Falling in Love Again with Butchers
Meat-isans: As a culture, we've portrayed butchers as scary, we've thought of them as sexy. Today at Civil Eats, Kathryn Quanbeck makes an argument for butchers as necessary, even as they're seriously endangered. Quanbeck suggests that whole-animal butchery is essential for a rational ― as opposed to a ravaging industrial ― food system. Quanbeck:
Gone are the days when supermarkets and butcher shops actually had skilled butchers on staff to help costumers with their questions and to suggest new cuts or preparation methods. Consolidation and vertical integration in the meatpacking industry led to the rise of "boxed beef," retail cuts sealed in plastic and packed in cardboard boxes. Instead of shipping carcasses from packing plants to retailers, plants began offering display case ready cuts. This development allowed retailers to cut costs on labor and time, and purchase more of the cuts their customers liked without having to market the entire animal.As remedy, she presents Chris Arentz and David Budworth of Avedano's Meats in Bernal (after the jump):
As a trained butcher, Arentz spoke about the satisfaction he feels by selling the whole animal, rather than just marketing the most popular cuts. "It takes a lot of work to raise an animal from birth to death," Arentz said. "Being a butcher, the ultimate respect I can pay to the animal is not to waste any part. That would be a waste of not only the animal, but also the farmer's work, time and energy that went into raising it."Once, on a cross-continent drive, my boyfriend and I made a late-night motel stop in some bleak Nebraska town ― site, we were to find out, of a sprawling IBP beef-processing plant.

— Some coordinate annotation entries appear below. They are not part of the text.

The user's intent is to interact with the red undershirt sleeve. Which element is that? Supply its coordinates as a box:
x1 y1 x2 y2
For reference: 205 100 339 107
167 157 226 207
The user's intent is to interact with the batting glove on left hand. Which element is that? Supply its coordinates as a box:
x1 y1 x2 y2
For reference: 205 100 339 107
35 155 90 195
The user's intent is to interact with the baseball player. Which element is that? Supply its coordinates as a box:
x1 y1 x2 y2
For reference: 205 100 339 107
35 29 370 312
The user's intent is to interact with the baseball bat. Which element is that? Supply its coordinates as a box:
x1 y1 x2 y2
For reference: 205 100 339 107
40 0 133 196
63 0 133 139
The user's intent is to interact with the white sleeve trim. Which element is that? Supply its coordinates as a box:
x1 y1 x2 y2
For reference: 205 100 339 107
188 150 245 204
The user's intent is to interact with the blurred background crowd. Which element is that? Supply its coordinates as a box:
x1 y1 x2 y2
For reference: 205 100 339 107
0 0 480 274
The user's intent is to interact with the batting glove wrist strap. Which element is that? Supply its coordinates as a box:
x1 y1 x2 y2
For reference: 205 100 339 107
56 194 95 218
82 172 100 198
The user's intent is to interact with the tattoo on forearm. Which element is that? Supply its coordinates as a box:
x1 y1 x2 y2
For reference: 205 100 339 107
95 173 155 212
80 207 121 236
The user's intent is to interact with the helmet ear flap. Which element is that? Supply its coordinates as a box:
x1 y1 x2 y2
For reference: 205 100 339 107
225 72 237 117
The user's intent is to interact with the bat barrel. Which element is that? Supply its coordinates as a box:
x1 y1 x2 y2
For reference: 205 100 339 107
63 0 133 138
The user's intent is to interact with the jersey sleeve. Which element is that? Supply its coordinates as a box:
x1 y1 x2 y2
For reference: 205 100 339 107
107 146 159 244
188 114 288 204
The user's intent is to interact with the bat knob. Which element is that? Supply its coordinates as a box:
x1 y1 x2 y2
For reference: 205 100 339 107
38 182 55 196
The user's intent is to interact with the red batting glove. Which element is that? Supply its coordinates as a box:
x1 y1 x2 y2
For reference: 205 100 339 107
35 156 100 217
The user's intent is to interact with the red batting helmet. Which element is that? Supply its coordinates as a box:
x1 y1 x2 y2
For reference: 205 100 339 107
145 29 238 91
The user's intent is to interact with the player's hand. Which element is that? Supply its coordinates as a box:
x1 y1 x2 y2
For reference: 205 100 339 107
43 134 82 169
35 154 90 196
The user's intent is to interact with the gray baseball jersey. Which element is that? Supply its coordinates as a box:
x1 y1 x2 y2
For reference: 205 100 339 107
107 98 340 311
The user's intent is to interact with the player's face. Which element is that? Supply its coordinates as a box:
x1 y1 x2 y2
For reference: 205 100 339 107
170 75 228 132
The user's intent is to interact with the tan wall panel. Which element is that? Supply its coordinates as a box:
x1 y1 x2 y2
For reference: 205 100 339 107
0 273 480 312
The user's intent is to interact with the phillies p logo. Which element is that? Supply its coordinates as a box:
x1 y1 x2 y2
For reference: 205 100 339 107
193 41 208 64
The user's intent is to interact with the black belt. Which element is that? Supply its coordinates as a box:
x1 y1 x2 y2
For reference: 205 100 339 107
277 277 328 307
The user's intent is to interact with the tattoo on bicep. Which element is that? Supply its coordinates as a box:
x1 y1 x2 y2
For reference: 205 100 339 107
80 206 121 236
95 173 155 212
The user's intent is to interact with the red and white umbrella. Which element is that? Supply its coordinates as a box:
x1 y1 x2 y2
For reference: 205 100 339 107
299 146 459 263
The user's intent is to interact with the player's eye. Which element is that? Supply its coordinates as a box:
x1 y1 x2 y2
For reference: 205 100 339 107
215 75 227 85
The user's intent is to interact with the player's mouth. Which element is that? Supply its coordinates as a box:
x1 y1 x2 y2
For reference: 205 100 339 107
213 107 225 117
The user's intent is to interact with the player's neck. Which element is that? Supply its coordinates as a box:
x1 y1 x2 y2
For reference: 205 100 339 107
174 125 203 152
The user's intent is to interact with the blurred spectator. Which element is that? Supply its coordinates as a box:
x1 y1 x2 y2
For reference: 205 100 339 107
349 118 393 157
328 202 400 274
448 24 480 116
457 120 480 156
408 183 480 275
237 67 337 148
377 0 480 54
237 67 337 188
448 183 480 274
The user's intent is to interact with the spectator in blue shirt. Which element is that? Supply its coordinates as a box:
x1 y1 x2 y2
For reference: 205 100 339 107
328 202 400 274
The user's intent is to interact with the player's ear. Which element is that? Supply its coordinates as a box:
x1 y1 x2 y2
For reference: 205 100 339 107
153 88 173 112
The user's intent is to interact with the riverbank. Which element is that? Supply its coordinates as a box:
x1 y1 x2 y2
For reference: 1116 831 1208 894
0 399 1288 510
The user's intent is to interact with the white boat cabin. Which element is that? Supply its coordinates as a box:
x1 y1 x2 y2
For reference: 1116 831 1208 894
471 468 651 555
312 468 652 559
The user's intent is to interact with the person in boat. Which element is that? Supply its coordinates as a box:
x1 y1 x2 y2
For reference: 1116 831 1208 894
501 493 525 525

As we picked our way along a town road to get to the glaring motel sign up ahead, we realized we were in the middle of a shift change: workers ― Central American guys, by the looks of things ― in hairnets and smocks, trudging back to their housing. they were factory workers, not butchers, men who could've been assembling TVs or toaster ovens, except that none of those things are made in the U.S. Next day, when we could see the dust and the bleakness of that town, the huge factory buildings low against the hills, the burgers looking up at us from their plates in the coffee shop seemed downright poisoned.